Ce mezzo-termine, malgré les larmes et les soupirs dont il était accompagné, était trop raisonnable pour avoir le moindre succès. Personne n’y fit seulement attention, et la pauvre Mme Nickleby en fut quitte pour développer à Mme Browdie les avantages de ce plan incompris, et tous les malheurs qui avaient résulté dans mainte et mainte occasion de ce qu’on n’avait pas suivi ses avis.

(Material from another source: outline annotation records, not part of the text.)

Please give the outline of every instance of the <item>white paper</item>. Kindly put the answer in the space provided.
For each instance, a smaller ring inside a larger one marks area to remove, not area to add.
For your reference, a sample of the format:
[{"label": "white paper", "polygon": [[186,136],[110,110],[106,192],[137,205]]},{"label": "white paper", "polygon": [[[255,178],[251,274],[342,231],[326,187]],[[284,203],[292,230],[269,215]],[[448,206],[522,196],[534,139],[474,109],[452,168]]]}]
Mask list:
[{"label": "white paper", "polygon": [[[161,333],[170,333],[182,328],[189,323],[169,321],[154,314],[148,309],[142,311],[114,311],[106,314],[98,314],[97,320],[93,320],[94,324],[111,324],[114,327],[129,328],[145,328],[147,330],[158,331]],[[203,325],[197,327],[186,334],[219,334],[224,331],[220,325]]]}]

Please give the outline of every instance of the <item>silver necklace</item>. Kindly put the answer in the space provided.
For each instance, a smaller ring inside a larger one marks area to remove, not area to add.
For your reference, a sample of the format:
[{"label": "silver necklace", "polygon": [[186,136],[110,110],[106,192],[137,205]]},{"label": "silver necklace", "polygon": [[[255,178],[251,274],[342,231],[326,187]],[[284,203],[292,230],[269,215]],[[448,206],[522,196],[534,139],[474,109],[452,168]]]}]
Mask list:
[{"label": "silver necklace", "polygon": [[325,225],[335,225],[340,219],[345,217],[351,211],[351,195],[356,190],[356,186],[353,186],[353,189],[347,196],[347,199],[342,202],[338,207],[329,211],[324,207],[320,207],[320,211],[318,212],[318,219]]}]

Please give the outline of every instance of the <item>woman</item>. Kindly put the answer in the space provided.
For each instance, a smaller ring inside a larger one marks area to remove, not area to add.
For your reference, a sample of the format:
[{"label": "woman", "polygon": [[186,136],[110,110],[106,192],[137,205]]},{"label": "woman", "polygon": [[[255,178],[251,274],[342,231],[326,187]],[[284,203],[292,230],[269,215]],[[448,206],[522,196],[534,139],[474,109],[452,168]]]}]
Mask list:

« Vous, monsieur, dit Snawley s’adressant à Smike, qui tremblait de tous ses membres, vous êtes un fils ingrat, dénaturé, méchant. Vous ne voulez pas que je vous aime d’un amour qui ferait mon bonheur. Voulez-vous venir à la maison ?

— Non, non, cria Smike, reculant de plus belle.

— Il n’a jamais aimé personne, braillait Squeers, toujours par le trou de la serrure.

« Il ne m’a jamais aimé moi-même ; il n’a jamais aimé Wackford, un vrai chérubin. Comment voulez-vous après cela qu’il aime son père ? Il ne l’aimera jamais son père : jamais. Est-ce qu’il sait seulement ce que c’est que d’avoir un père ? Est-ce qu’il peut comprendre cela ? Il est trop bouché. »

M. Snawley regarda fixement son fils pendant une bonne minute, puis se couvrant les yeux d’une main et levant son chapeau de l’autre vers le ciel, parut tout entier à sa douleur de voir une si noire ingratitude. Enfin, essuyant ses yeux sur sa manche, il ramassa le chapeau de M. Squeers, le mit sous son bras, le sien sous l’autre, et sortit d’un pas lent et mélancolique.

Ralph ne resta qu’un instant après lui pour dire à Nicolas : « Vous voyez, dans tous les cas, monsieur, que votre roman est tombé dans l’eau. Il ne s’agit plus ici d’un inconnu : ce n’est plus le fils persécuté d’un grand personnage. C’est tout bonnement le fils idiot, imbécile, d’un pauvre petit commerçant. Nous verrons ce que va devenir votre haute sympathie devant une découverte aussi commune.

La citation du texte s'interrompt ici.